O Organização Mundial de Saúde (OMS) poderá ver anos de vacas magras pela frente se os EUA retirarem a adesão à nova administração Trump. Tal retirada, prometida no primeiro dia de Donald TrumpA nova administração do país reduziria efectivamente o financiamento da agência multilateral em um quinto.
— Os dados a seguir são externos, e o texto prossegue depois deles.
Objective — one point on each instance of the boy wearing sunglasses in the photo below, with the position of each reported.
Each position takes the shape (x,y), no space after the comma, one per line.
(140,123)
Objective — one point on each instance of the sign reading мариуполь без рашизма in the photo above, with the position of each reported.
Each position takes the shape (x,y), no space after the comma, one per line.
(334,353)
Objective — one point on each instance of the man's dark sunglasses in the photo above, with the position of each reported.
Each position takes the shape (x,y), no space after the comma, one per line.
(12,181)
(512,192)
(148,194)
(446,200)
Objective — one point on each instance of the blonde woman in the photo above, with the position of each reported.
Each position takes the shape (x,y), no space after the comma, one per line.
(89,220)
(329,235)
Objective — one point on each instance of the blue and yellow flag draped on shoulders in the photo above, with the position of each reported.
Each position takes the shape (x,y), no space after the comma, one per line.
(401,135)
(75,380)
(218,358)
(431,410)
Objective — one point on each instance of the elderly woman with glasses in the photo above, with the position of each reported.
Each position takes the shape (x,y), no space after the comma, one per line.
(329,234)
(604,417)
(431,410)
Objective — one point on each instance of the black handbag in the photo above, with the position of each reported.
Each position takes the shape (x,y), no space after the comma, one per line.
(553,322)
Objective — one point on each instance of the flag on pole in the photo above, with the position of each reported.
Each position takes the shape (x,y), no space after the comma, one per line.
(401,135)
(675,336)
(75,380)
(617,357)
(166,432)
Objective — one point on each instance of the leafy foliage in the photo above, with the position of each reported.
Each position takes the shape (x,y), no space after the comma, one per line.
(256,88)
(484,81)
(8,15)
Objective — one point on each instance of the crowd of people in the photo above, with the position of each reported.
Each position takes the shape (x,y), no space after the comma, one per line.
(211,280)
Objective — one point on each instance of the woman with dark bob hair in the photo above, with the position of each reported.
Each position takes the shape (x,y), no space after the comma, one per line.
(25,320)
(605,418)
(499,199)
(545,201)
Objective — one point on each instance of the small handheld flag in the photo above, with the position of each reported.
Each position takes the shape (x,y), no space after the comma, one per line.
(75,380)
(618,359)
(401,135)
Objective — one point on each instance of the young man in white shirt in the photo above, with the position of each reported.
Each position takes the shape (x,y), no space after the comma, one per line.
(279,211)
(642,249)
O corte severo seria um território desconhecido para a OMS, potencialmente restringindo os trabalhos de saúde pública a nível mundial, pressionando a organização a atrair financiamento privado e proporcionando uma abertura para outros países influenciarem a organização. Não se espera que outros países compensem a perda de financiamento.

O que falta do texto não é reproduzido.